Gerusalemme occupata: la vera storia di Sheikh Jarrah
Apartheid legalizzato
In questo contesto, va ricordato che una legge israeliana del 1970 consente agli ebrei di reclamare le proprietà che si trovano a Gerusalemme Est. Mentre non esiste un provvedimento analogo che riconosca tali facoltà ai palestinesi che lì vi abitano. Al contrario, molti di loro sono stati espulsi o sono fuggiti nel 1948. Ad ogni modo, quella di Israele appare una prevaricazione alla maggior parte della comunità internazionale. Che però tace. Anche rispetto a Batan al-Hawa, che ne rappresenta un caso particolare. Verso la fine del XIX secolo, infatti, l’area in questione era di proprietà di un ente religioso ebraico: il Mosche Benvenisti Trust. Il quale era stato registrato presso il tribunale della Sharia di Gerusalemme nel 1899, quando ancora esisteva il dominio ottomano. Dunque prima della fondazione di Israele. Un dettaglio importante.
Come nascono gli sfratti di Gerusalemme
Sotto la sua amministrazione, l’area era stata destinata alle famiglie povere di ebrei yemeniti, che 120 anni fa l’avevano popolata. Il che è valso al rione l’appellativo di “quartiere yemenita”. Durante le rivolte arabe del 1938, i residenti avevano abbandonato l’enclave. Anche sulla scorta delle pressioni del governo britannico. Col tempo, gli edifici furono demoliti. Anni dopo, i palestinesi costruirono un proprio quartiere, Batan al-Hawa. Fino al 2002. L’anno in cui l’organizzazione di destra Ateret Cohanim ha acquistato il terreno che ospita circa 700 palestinesi. Tra questi, le 22 famiglie sfrattate. Come riporta Haaretz, il Charitable Trust Registrar avrebbe aiutato l’organizzazione ad acquisire il controllo su un sito di interesse storico proprio nell’area di Silwan. Il che permetterà ad Ateret Cohanim, il titolare de facto del terreno, a eseguire gli sgomberi. Una facoltà che intende esercitare a partire da agosto.

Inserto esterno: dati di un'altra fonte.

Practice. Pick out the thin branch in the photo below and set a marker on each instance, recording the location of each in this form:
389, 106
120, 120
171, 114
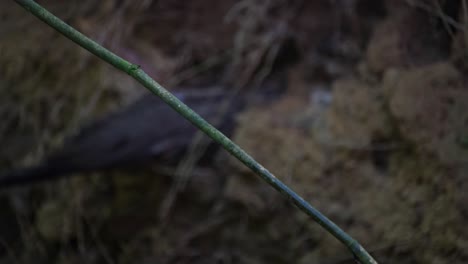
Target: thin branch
138, 74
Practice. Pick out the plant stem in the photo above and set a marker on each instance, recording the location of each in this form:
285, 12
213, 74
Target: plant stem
137, 73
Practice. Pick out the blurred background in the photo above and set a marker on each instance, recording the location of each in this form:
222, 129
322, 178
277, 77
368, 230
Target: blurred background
371, 127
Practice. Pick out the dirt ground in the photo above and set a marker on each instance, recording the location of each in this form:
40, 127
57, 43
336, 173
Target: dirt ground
371, 129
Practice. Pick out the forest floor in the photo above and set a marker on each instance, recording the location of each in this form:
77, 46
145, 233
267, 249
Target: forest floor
371, 129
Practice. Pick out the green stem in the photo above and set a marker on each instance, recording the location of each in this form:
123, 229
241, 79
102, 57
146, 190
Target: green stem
134, 70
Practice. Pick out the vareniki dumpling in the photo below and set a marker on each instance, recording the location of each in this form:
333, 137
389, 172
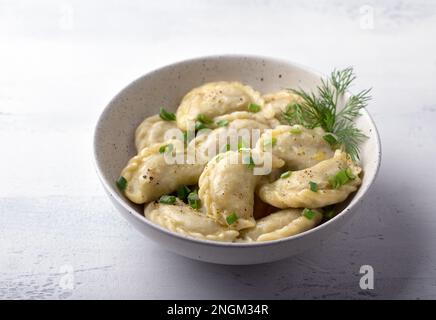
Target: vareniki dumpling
238, 132
295, 190
298, 146
181, 218
277, 103
150, 175
281, 224
226, 187
214, 99
152, 130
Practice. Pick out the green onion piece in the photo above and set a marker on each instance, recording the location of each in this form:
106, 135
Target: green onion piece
350, 174
194, 200
167, 199
241, 145
183, 192
249, 162
295, 130
121, 183
167, 116
166, 148
313, 186
332, 141
185, 137
252, 107
199, 126
309, 214
329, 214
231, 218
286, 174
270, 142
204, 119
222, 123
226, 148
339, 179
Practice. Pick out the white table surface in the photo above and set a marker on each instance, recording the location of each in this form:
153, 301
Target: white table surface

Sfratti a Gerusalemme: a chi giovano?
Dagli anni 90, Ateret Cohanim fa pressioni sulle famiglie palestinesi per convincerle ad abbandonare le proprie abitazioni. Alcune delle quali hanno ceduto, mentre decine di altre hanno ricevuto avvisi di sfratto. Dal canto suo, la Corte Suprema ha sempre autorizzato gli sgomberi. Anche se il giudice Daphne Barak-Erez ha osservato che ci sono stati degli errori nel processo di acquisizione della proprietà da parte dell’associazione nazionalista. Questo rappresenta uno dei motivi del ricorso presentato da quanti non si sono arresi. Affiancati nella loro battaglia dall’organizzazione Ir Amim, un gruppo no-profit per i diritti.
Ebrei e palestinesi: disordini a Sheikh Jarrah
Il punto
Ora, non resta che attendere la decisione dell’Alta Corte di Giustizia. Alla quale le decine di famiglie palestinesi che rischiano lo sfratto hanno presentato ricorso. Intanto, il rischio che la disputa riaccenda il conflitto con Hamas è elevato. Del resto, sgomberi simili avevano provocato la Terza Intifada. Cioè gli undici giorni di guerra tra Israele e il gruppo terroristico che governa la Striscia di Gaza. Nel corso dell’ennesimo round di combattimenti, la Resistenza palestinese aveva assunto la liberazione di Gerusalemme come fulcro della sua battaglia contro Israele. Sia politica sia militare. In quest’ottica, il portavoce di Hamas Fawzi Barhum ha affermato: “La continuazione di questo razzismo estremista, che crea crisi ripetute per il nostro popolo, creerà tempeste esplosive“. Come andrà a finire?